In an example implementation, elements of system 100, such as network elements 102a-102d may include software modules (e.g., queue synchronization engine 110.) to achieve, or to foster, operations as outlined herein. These modules may be suitably combined in any appropriate manner, which may be based on particular configuration and/or provisioning needs. In example embodiments, such operations may be carried out by hardware, implemented externally to these elements, or included in some other network device to achieve the intended functionality. Furthermore, the modules can be implemented as software, hardware, firmware, or any suitable combination thereof. These elements may also include software (or reciprocating software) that can coordinate with other network elements in order to achieve the operations, as outlined herein.
Additionally, each of network elements 102a-102d may include a processor that can execute software or an algorithm to perform activities as discussed herein. A processor can execute any type of instructions associated with the data to achieve the operations detailed herein. In one example, the processors could transform an element or an article (e.g., data) from one state or thing to another state or thing. In another example, the activities outlined herein may be implemented with fixed logic or programmable logic (e.g., software/computer instructions executed by a processor) and the elements identified herein could be some type of a programmable processor, programmable digital logic (e.g., a field programmable gate array (FPGA), an erasable programmable read-only memory (EPROM), an electrically erasable programmable read-only memory (EEPROM)) or an ASIC that includes digital logic, software, code, electronic instructions, or any suitable combination thereof. Any of the potential processing elements, modules, and machines described herein should be construed as being encompassed within the broad term ‘processor.’
Turning to
Each of plurality of queues 112a-112c can include one or more descriptors. For example, queue 112a can include descriptors 122a and 122b and barrier descriptor 124. Queue 112b can include descriptors 122c and 122d and barrier descriptor 124. Queue 112c can include descriptors 122e and 122f and barrier descriptor 124. If NIC 114a was using queues 112a-112c but wants to only use queues 112a and 112b (e.g., queue 112c is to be taken off line or otherwise will not be used by NIC 114a) queues 112a-112c must first be synchronized. To enable the synchronization, threshold 118 is set to three because three queues (e.g., queues 112a, 112b, and 112c) must be synchronized. Descriptor 122a in queue 112a is processed until barrier descriptor 124 is reached. Once barrier descriptor 124 in queue 112a is reached, global address 116 is accessed, counter 120 is incremented by one, and the value in counter 120 (which is one) is compared to threshold 118 (which is three).
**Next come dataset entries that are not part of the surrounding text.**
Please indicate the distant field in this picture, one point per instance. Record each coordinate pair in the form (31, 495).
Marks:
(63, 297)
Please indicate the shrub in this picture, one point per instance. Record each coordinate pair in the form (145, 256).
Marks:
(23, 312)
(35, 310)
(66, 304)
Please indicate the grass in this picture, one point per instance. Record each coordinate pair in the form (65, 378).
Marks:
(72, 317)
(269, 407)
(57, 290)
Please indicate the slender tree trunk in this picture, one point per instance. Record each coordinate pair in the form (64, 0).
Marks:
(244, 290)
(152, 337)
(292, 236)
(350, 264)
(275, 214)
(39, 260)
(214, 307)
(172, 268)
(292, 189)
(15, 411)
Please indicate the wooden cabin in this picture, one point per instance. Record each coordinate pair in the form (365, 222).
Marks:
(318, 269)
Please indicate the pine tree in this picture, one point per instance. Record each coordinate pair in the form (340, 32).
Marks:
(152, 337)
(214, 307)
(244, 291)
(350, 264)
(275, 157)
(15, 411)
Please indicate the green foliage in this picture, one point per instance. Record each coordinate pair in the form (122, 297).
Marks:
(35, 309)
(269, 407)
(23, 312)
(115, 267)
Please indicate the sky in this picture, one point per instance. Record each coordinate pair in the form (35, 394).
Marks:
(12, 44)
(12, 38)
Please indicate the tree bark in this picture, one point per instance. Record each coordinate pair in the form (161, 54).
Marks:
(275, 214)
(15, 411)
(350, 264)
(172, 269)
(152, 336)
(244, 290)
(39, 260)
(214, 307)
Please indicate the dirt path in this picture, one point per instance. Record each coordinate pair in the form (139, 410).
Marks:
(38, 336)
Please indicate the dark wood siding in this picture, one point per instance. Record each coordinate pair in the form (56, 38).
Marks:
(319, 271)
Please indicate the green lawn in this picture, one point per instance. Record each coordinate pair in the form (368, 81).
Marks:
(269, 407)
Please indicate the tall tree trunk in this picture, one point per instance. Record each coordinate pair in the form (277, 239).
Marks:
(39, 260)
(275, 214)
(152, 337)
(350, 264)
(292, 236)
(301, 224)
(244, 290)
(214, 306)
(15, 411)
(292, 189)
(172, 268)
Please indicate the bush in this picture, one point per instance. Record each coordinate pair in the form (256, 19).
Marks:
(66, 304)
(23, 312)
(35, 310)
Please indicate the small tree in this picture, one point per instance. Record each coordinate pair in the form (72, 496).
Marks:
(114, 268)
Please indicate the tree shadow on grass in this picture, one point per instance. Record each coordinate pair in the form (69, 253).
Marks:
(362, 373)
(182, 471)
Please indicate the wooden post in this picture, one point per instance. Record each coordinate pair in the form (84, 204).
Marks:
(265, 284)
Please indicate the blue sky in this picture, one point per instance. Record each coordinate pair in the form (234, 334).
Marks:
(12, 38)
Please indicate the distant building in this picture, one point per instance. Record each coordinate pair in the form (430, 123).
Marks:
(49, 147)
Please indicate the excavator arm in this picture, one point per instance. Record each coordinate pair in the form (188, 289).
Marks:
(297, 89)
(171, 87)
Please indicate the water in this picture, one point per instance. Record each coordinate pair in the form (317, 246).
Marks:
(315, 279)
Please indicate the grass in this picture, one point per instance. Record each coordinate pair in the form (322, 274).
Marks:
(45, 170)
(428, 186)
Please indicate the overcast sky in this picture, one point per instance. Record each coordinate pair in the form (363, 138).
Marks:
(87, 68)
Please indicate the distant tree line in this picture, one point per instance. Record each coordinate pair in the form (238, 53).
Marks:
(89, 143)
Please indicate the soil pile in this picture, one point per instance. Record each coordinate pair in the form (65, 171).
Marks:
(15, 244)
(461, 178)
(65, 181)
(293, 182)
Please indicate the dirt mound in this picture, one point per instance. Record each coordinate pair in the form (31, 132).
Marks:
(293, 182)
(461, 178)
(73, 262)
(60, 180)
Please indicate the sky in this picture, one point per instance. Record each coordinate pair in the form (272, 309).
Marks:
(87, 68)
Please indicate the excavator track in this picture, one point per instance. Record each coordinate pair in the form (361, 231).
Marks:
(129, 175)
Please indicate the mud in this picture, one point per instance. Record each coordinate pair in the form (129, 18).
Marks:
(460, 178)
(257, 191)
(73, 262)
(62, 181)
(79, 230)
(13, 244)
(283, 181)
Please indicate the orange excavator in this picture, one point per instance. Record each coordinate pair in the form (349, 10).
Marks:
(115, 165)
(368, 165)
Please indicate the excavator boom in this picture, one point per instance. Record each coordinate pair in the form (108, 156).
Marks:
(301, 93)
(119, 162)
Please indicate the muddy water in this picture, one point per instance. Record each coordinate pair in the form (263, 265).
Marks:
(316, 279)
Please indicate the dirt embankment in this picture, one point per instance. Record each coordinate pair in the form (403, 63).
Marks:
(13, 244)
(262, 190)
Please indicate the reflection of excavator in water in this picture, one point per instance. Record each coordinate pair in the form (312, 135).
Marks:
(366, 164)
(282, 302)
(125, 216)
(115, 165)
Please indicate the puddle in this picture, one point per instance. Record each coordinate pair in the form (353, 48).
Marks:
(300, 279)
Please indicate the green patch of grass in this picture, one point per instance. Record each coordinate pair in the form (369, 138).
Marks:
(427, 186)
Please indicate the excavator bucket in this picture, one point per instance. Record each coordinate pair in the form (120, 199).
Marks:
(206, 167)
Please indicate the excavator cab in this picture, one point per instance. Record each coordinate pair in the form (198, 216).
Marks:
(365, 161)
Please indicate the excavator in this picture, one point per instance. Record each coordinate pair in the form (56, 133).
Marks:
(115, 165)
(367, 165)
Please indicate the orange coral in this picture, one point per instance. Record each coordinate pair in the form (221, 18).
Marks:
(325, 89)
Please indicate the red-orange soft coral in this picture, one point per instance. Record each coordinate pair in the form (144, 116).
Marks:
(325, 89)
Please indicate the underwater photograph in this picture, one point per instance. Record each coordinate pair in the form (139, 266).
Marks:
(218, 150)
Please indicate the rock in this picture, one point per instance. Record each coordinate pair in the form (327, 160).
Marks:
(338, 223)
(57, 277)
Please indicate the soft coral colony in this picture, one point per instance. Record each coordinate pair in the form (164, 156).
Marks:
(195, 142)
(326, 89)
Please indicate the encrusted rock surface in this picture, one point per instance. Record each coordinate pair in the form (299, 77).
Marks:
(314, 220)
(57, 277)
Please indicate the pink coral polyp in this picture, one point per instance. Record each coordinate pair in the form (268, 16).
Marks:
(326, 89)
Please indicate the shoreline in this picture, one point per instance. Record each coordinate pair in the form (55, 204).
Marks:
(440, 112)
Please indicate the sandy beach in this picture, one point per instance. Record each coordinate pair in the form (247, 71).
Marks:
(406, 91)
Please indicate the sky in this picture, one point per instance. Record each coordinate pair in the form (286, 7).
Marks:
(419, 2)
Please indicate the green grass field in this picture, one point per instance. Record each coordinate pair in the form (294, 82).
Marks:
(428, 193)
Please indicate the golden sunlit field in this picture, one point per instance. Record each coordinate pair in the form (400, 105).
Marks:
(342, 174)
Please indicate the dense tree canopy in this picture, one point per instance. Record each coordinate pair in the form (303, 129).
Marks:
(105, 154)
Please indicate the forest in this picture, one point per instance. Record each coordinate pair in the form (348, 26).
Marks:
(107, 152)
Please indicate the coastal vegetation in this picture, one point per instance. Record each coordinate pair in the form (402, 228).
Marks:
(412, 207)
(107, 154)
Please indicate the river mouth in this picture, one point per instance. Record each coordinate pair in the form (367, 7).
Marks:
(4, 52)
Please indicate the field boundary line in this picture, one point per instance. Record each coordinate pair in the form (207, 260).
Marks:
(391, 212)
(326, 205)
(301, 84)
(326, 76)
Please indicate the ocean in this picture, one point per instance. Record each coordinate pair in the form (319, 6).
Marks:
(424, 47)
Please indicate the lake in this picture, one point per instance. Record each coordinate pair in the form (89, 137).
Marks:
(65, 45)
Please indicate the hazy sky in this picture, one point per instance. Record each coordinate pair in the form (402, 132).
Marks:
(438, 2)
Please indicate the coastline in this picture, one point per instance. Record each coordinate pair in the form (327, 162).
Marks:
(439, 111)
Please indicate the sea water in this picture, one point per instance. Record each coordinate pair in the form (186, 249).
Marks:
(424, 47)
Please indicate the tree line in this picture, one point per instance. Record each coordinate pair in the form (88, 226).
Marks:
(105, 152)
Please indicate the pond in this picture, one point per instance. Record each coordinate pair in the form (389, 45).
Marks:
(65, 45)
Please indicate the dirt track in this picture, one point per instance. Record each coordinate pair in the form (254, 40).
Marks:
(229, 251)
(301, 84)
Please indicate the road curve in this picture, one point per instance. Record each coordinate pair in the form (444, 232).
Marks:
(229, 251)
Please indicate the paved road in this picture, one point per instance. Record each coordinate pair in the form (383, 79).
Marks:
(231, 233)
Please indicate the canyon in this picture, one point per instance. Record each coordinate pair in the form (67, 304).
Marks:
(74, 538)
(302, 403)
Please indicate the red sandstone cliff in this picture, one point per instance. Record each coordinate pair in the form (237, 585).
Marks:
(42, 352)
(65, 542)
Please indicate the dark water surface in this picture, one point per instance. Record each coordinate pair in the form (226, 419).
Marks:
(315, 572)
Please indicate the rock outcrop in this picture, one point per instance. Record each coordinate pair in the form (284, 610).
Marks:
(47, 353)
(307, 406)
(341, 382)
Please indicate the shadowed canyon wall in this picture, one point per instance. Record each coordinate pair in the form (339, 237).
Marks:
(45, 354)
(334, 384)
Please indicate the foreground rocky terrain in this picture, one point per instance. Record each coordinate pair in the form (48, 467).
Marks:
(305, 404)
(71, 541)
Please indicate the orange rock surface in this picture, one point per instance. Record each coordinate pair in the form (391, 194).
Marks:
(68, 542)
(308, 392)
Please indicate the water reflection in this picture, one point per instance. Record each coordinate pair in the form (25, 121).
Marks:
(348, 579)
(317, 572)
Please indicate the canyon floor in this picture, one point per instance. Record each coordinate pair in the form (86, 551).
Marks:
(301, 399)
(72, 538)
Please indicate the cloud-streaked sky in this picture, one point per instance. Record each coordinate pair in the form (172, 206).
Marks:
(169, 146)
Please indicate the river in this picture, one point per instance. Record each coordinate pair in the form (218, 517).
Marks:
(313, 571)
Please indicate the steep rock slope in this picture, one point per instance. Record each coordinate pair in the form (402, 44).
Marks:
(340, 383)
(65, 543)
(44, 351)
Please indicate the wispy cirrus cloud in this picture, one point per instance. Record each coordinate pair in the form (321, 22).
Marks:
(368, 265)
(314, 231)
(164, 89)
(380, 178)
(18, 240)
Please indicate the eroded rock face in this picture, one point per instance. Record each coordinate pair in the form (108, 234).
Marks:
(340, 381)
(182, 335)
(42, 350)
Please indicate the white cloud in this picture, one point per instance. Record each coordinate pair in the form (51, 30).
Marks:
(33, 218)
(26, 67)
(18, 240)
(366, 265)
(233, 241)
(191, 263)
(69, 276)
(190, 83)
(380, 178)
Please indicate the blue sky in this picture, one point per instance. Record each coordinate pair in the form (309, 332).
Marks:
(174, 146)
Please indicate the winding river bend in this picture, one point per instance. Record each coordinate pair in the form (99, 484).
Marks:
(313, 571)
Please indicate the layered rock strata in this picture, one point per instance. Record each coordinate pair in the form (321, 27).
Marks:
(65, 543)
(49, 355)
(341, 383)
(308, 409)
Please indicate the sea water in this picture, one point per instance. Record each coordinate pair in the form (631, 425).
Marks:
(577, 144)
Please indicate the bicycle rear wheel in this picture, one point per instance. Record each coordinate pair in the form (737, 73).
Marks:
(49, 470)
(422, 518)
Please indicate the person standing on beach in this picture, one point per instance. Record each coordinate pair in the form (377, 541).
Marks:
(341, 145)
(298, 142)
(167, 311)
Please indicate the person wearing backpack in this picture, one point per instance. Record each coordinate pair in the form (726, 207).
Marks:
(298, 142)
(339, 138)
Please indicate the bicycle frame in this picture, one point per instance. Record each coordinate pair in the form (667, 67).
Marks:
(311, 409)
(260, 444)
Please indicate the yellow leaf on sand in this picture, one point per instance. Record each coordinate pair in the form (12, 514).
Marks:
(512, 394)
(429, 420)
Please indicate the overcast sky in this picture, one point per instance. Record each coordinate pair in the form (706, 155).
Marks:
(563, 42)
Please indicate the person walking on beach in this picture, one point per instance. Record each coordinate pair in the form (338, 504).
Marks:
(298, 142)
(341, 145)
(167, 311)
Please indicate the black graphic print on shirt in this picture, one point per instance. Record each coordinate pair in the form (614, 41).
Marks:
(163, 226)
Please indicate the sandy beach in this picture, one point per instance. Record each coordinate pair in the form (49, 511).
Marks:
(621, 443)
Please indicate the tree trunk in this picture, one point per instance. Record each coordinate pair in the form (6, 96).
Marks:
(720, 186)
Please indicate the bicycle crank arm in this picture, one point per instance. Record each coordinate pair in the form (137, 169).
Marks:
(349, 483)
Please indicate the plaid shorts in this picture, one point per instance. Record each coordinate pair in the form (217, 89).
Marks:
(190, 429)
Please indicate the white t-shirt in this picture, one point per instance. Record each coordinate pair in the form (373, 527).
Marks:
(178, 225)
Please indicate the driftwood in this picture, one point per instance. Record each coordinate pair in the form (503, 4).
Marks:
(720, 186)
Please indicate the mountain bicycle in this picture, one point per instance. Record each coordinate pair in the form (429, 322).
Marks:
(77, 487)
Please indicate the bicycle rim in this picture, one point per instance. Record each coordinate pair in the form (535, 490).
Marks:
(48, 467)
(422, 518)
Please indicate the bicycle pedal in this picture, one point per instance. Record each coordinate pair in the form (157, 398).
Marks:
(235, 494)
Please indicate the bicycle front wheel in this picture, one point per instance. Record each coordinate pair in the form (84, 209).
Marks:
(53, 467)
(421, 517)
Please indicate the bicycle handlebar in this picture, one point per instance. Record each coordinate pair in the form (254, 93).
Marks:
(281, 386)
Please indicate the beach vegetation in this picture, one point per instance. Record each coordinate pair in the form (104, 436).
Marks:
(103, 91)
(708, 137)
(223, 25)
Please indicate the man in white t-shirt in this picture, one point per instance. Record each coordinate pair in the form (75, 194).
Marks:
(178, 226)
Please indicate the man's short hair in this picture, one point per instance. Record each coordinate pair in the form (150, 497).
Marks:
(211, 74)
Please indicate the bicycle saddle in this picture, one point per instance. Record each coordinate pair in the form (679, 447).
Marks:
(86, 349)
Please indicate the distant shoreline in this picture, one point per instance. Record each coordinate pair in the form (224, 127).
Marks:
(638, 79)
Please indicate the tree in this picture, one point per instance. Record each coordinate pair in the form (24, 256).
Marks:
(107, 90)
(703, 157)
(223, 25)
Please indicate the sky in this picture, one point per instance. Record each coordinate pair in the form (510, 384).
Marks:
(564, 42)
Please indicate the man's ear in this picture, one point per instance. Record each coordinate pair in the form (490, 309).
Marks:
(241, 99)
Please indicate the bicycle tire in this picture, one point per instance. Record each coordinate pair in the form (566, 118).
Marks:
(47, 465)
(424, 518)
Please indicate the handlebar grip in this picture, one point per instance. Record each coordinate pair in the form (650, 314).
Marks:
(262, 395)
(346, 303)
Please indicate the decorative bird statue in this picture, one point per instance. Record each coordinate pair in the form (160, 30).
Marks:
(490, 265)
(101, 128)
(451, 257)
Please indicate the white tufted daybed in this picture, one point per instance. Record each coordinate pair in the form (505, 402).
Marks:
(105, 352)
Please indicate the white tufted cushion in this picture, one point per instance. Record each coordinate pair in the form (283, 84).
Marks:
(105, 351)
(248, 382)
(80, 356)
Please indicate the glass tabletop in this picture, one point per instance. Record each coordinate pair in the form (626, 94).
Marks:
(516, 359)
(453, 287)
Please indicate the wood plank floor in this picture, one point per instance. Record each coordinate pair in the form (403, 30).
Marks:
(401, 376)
Descriptor 122b in queue 112a is not processed and the processing of descriptors from queue 112a is temporarily suspended until counter 120 satisfies the value in threshold 118 and all the queue are synchronized. Because counter 120 does not satisfy the value in threshold 118, processing of the descriptors on the other queues continues and descriptor 122c in queue 112b is processed. Because descriptor 122c is not a barrier descriptor, processing of the descriptor in queue 112b continues, descriptor 122d is processed, and then barrier descriptor 124 is reached. Once barrier descriptor 124 is reached, global address 116 is accessed, counter 120 in incremented by one, and the value in counter 120 (which is now two) is compared to threshold 118 (which is three). Because counter 120 does not satisfy the value in threshold 118, processing of the descriptors on the other queues continues. Descriptor 122e in queue 112e is processed, then barrier descriptor 124 is reached. Once barrier descriptor 124 is reached, global address 116 is accessed, counter 120 in incremented by one, and the value in counter 120 (which is three) is compared to threshold 118 (which is three). Because the value in counter 120 matches the value in threshold 118, (e.g., the threshold condition is satisfied), queues 112a-112c are considered synchronized. NIC 114a can start sending data to queues 112a and 112b. NIC 114a can continue to send data to queues 112a and 112b, even with a barrier in place but the barrier descriptor associated with the queues will ensure that data from queues 112a and 112b are not processed until the barrier synchronization is complete.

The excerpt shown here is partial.